Topics to Explore for a Better Understanding

  • The Nature of Hallucination 👻: Explore why LLMs generate false but plausible-sounding information, which is a key limitation of the next-token prediction mechanism, even in larger models.
  • Attention and Context Window Limits 📏: Investigate the computational cost of the attention mechanism, the core concept introduced in the paper Attention Is All You Need (Google Brain, 2017), which explains why long chat histories are expensive and distracting.
  • Model Persona Training 🎭: Research the specific post-training processes, such as Supervised Fine-Tuning (SFT) and RLHF, that transform the internet-trained zip file into a conversational assistant with a defined persona [02:08:05].

❓ Frequently Asked Questions (FAQ)

🛑 Q: Why are the conversational limits of chatbots like GPT-4o restricted, even for paid users?

💸 A: Conversational limits 🛑 are necessary because large language models, especially flagship models like GPT-4o, require a substantial amount of computational resources for each interaction. The models are inherently expensive 💰 to run due to their massive size and complexity, so capping messages helps manage server load, resource consumption, and cost.

🧠 Q: How does the size of a Large Language Model affect its performance?

📏 A: Model size 🧠 directly influences capability and performance. Larger models 🐘 typically contain more World Knowledge, effectively handle complex queries, produce higher-quality writing, and exhibit greater creativity. Smaller models 🤏 are prone to more errors, including generating false information, a behavior known as hallucination [02:08:05].

🎨 Q: What is the significance of multimodality in modern large language models?

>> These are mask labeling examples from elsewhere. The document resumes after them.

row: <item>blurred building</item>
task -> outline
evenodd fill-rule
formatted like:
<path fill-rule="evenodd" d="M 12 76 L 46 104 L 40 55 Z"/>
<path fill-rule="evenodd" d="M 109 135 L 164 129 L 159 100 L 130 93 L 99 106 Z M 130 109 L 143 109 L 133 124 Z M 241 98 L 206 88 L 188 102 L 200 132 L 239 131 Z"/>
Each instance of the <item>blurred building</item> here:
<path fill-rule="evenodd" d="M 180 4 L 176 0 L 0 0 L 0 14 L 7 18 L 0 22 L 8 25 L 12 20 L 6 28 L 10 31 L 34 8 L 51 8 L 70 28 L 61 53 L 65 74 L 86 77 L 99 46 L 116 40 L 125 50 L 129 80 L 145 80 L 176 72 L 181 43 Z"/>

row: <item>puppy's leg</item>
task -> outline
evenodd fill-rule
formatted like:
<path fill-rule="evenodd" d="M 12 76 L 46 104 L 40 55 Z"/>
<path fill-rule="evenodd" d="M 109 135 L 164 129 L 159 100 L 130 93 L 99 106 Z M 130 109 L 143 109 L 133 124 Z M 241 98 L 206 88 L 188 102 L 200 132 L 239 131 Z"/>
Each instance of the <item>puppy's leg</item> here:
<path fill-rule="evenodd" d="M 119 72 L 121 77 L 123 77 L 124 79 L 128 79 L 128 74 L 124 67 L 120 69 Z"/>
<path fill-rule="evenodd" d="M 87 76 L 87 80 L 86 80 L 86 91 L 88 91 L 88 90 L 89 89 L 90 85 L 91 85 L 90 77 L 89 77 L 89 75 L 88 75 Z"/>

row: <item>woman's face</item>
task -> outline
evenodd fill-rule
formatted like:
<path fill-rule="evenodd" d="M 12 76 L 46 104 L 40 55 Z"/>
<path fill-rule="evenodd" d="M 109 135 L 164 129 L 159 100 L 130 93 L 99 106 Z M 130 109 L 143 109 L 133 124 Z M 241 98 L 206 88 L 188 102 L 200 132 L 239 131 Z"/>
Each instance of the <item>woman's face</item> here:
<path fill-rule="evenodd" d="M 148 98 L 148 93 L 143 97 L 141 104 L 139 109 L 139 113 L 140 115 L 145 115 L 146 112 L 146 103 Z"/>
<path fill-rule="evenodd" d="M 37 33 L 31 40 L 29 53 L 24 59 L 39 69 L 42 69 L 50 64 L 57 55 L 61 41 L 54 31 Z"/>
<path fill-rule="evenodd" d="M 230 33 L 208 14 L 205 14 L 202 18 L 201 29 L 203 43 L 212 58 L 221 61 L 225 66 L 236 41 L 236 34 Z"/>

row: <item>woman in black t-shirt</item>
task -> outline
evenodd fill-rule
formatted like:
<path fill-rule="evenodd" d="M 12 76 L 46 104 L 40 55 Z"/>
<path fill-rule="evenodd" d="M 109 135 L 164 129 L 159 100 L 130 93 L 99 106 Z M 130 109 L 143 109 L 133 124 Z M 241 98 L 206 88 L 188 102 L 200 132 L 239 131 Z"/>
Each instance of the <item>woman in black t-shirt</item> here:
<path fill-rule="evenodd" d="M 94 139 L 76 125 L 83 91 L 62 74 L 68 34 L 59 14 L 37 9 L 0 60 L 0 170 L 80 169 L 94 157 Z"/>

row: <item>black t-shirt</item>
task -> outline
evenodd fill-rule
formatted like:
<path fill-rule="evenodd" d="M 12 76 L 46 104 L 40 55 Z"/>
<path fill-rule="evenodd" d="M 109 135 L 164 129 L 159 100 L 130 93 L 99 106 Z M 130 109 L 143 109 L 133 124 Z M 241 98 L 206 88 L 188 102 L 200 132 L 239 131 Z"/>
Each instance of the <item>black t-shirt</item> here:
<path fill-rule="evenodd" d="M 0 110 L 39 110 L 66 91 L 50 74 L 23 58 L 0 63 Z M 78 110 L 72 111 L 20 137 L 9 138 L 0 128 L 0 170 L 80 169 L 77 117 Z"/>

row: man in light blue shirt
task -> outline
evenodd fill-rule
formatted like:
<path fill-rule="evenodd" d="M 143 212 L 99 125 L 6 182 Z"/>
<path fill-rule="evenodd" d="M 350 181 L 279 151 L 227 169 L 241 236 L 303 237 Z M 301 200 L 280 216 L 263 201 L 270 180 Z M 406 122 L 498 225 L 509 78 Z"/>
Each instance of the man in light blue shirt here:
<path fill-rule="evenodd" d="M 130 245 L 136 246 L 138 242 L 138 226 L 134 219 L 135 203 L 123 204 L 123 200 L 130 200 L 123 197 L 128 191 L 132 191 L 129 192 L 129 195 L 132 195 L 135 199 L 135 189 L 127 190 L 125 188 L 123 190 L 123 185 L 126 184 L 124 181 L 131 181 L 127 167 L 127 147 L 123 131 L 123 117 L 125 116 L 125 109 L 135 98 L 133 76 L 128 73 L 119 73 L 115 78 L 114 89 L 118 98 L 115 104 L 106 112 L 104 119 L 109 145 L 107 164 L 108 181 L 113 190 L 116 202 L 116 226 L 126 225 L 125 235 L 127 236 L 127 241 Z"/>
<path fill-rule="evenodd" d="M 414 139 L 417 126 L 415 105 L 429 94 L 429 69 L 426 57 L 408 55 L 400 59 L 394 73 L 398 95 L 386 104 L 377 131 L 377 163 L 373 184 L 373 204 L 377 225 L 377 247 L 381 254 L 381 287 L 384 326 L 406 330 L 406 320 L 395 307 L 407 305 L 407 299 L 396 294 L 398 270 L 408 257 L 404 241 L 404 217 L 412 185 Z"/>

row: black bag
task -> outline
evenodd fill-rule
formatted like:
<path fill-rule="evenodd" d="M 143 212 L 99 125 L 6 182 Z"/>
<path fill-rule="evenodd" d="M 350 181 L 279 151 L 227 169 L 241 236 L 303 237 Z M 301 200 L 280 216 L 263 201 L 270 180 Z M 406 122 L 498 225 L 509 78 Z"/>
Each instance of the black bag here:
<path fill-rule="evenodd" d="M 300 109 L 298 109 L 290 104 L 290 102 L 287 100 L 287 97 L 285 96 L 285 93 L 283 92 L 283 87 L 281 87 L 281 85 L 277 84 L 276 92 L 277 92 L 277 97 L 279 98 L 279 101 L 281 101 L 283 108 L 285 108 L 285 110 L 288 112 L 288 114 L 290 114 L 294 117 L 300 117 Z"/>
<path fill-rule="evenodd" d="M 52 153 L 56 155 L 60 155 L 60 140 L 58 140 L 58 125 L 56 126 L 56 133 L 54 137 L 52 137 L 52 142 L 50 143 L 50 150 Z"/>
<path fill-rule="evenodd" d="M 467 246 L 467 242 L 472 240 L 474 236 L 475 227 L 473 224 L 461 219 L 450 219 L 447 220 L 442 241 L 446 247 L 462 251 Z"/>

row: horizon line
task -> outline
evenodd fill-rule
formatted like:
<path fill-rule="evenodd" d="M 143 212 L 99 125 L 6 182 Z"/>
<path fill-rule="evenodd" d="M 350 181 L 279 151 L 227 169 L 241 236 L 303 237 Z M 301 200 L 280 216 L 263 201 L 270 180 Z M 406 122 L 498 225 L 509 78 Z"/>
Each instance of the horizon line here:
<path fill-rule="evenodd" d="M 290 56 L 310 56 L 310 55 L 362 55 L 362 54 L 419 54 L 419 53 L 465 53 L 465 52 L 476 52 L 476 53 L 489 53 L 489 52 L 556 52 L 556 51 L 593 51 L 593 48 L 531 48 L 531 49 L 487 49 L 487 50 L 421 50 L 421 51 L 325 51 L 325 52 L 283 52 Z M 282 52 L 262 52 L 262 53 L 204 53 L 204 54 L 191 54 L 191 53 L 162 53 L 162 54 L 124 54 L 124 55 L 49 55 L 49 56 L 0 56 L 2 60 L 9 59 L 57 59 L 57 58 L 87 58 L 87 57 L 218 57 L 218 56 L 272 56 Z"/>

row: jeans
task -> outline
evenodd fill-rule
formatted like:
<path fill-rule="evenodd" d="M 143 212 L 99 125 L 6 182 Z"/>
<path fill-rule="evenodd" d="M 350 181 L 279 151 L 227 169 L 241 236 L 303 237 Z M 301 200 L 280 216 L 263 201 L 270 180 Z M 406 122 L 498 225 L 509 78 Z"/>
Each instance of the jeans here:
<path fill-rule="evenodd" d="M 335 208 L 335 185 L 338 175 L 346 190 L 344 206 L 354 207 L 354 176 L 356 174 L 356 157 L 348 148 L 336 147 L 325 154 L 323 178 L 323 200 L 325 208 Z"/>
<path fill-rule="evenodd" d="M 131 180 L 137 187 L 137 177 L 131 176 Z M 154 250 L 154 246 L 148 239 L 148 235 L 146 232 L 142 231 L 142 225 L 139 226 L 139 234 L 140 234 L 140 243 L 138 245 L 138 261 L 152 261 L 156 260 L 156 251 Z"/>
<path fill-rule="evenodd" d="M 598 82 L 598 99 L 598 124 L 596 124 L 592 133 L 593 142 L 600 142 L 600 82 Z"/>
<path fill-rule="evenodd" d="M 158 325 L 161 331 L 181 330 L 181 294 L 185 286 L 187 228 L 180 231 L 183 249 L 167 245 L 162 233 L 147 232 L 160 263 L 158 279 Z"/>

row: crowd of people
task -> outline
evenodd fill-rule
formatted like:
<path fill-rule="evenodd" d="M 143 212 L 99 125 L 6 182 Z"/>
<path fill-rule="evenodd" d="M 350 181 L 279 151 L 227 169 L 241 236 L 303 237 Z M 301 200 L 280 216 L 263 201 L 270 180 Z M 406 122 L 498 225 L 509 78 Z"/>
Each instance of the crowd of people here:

🖼️ A: Multimodality 🎨 is a crucial feature signifying a model’s capacity to process and generate information across various formats, including text, audio, images, and video [02:09:39]. This capability evolves models past simple text conversations, allowing them to perceive and interact with the world in a more integrated, human-like way.

📚 Book Recommendations

↔️ Similar

  • 🧠💻🤖 Deep Learning by Ian Goodfellow, Yoshua Bengio, and Aaron Courville: This serves as the definitive textbook on the fundamental concepts of deep learning, providing the theoretical foundation for how large language models are structured and trained.
  • The Algorithmic Foundations of Reinforcement Learning by Csaba Szepesvári: This work provides a rigorous and deep dive into the mathematical techniques behind reinforcement learning, the advanced training method mentioned for improving an LLM’s reasoning and accuracy.

🆚 Contrasting

  • The Myth of Artificial Intelligence: Why Computers Can’t Think the Way We Do by Erik J. Larson: This book offers an opposing viewpoint by challenging the claims of strong general AI, arguing that current machine learning is fundamentally limited to narrow tasks and differs from human intelligence.
  • 🧠🧠🧠🧠 A Thousand Brains: A New Theory of Intelligence by Jeff Hawkins: This presents an alternative, biological theory of intelligence—the Thousand Brains Theory—which offers a distinct architectural model compared to the transformer-based mechanisms of modern LLMs.
  • 🤔🐇🐢 Thinking, Fast and Slow by Daniel Kahneman: This book explores human cognition’s two systems (fast/intuitive and slow/deliberate), which can be analogized to an LLM’s quick token-prediction versus its slower, deliberate Chain-of-Thought reasoning using its context window working memory.
  • 📱🧠 The Shallows: What the Internet Is Doing to Our Brains by Nicholas Carr: This work examines how new information technologies, like the internet that forms the basis of the LLM’s training data (the zip file), are changing human attention and knowledge consumption, providing a macro-cultural lens on the subject.